I. A new biaryl phosphine-containing ligand from an active palladium catalyst for ppm level Suzuki-Miyaura couplings, enabled by aqueous micellar reaction medium is presented. A wide array of functionalized substrates including aryl/heteroaryl bromides are amenable, as are, notably, chlorides. The catalytic system is both general and highly effective at low palladium loadings (1000-2500 ppm or 0.10-0.25 mol%). Density functional theory calculations suggest that greater steric congestion in N2Phos induces increased steric crowding around the Pd center, helping destabilize the 2:1 ligand-Pd0 complex for N2Phos then previously described ligands, and thereby favoring the formation of the 1:1 ligand-Pd0 complex that is more reactive in the oxidative addition of aryl chlorides.
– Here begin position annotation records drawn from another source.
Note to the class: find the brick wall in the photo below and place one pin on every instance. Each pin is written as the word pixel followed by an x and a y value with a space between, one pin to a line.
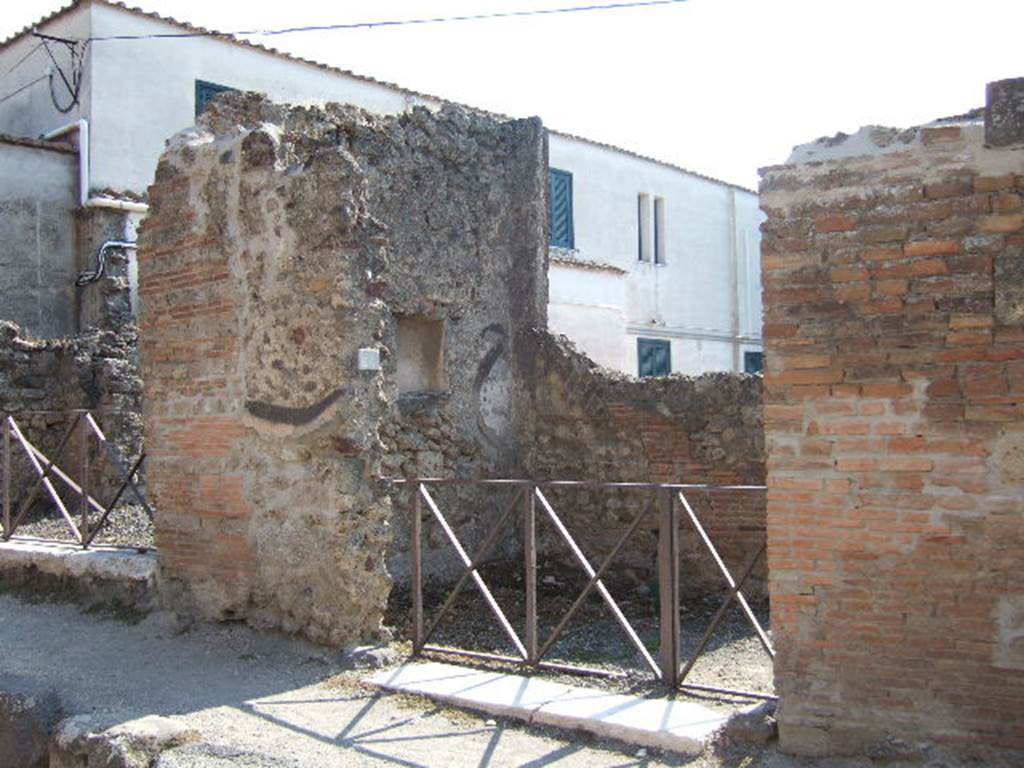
pixel 594 424
pixel 895 433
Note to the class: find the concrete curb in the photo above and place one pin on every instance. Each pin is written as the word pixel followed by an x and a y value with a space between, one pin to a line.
pixel 677 726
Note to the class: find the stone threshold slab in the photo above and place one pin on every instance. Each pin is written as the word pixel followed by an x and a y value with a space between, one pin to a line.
pixel 677 726
pixel 66 558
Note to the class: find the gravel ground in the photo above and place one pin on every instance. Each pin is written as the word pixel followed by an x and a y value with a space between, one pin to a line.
pixel 733 658
pixel 127 524
pixel 266 700
pixel 260 700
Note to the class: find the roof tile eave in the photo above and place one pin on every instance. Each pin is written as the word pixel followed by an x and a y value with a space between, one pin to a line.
pixel 347 73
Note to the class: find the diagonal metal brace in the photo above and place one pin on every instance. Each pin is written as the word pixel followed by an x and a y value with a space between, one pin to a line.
pixel 594 581
pixel 598 585
pixel 120 463
pixel 478 557
pixel 477 579
pixel 762 635
pixel 720 613
pixel 91 532
pixel 43 478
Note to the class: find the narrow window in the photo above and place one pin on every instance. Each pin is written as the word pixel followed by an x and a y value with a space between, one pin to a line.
pixel 560 208
pixel 206 91
pixel 654 357
pixel 754 363
pixel 421 355
pixel 658 230
pixel 643 227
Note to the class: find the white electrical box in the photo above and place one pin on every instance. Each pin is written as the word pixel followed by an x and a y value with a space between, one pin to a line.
pixel 369 359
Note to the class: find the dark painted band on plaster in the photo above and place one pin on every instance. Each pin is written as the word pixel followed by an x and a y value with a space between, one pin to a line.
pixel 296 417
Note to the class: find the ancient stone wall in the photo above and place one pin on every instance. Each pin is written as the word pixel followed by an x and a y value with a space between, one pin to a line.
pixel 41 379
pixel 281 242
pixel 594 424
pixel 895 431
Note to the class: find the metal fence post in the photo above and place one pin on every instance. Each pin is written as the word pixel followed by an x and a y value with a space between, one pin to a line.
pixel 417 574
pixel 529 555
pixel 668 582
pixel 6 478
pixel 83 449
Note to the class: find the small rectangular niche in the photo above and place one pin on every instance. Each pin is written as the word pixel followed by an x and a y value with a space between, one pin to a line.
pixel 421 355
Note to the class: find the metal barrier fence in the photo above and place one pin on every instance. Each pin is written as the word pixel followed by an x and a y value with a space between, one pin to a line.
pixel 92 514
pixel 671 503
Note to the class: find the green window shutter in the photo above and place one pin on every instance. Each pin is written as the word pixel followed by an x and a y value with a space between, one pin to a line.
pixel 560 208
pixel 754 363
pixel 205 91
pixel 654 356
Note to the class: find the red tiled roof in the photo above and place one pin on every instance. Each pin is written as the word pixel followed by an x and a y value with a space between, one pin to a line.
pixel 346 73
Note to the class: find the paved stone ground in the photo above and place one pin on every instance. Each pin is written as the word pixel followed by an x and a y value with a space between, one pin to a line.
pixel 266 700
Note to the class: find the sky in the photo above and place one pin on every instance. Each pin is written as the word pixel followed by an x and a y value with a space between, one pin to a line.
pixel 721 87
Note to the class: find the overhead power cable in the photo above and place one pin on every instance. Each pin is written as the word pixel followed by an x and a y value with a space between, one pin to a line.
pixel 24 87
pixel 402 23
pixel 24 58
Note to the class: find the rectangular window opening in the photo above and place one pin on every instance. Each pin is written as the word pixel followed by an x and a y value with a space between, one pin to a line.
pixel 643 227
pixel 421 355
pixel 754 363
pixel 206 91
pixel 658 230
pixel 654 357
pixel 560 208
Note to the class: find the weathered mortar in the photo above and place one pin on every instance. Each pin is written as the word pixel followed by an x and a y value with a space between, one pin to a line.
pixel 894 424
pixel 280 242
pixel 593 424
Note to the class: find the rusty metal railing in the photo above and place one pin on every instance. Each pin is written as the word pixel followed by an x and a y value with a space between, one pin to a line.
pixel 92 515
pixel 669 500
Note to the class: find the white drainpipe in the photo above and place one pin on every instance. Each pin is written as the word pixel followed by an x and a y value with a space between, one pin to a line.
pixel 82 126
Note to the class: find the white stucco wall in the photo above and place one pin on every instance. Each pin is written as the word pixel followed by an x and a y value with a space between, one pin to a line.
pixel 38 201
pixel 31 112
pixel 145 90
pixel 705 299
pixel 587 305
pixel 136 93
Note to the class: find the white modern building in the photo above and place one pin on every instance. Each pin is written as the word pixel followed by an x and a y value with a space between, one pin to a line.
pixel 653 268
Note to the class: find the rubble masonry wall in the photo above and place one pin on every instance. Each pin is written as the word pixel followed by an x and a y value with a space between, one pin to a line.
pixel 281 242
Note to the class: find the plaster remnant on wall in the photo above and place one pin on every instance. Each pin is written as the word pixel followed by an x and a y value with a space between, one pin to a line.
pixel 1005 113
pixel 1008 652
pixel 281 242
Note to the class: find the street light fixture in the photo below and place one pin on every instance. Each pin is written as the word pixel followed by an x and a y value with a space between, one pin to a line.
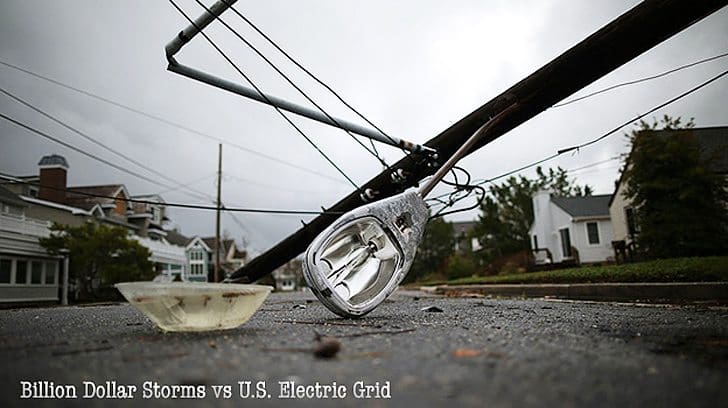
pixel 355 263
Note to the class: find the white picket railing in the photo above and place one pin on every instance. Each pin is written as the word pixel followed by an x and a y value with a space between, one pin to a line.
pixel 21 224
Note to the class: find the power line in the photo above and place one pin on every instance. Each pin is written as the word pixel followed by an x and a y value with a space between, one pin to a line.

II. Previous studies have shown that aqueous solutions of designer surfactants enable a wide verity of valuable transformations in synthetic organic chemistry. Since reactions take place within the inner hydrophobic cores of the aggregate nanoreactors, and products made therein are in dynamic exchange between micelles through in water, opportunities exist to use enzymes to participate in multi-step chemo- and bio-catalytic processes. Herein, studies conducted utilizing the oxidoreductase class of enzymes are presented. Most noteworthy is the finding that aqueous micelles present in the water appear to function not only as a medium for both chemo- and bio-catalysis, but as a reservoir for substrates, products and catalysts, decreasing noncompetitive enzyme inhibition.

III. Two new methods for selective deprotection of diphenylmethylsilyl (DPMS) ethers are described. Unmasking can be achieved with either catalytic amounts of perfluoro-1-butanesulfonyl fluoride (a SuFEx reagent) under mild, aqueous conditions, or using stoichiometric amounts of 18-crown-6 ether in aqueous ethanol.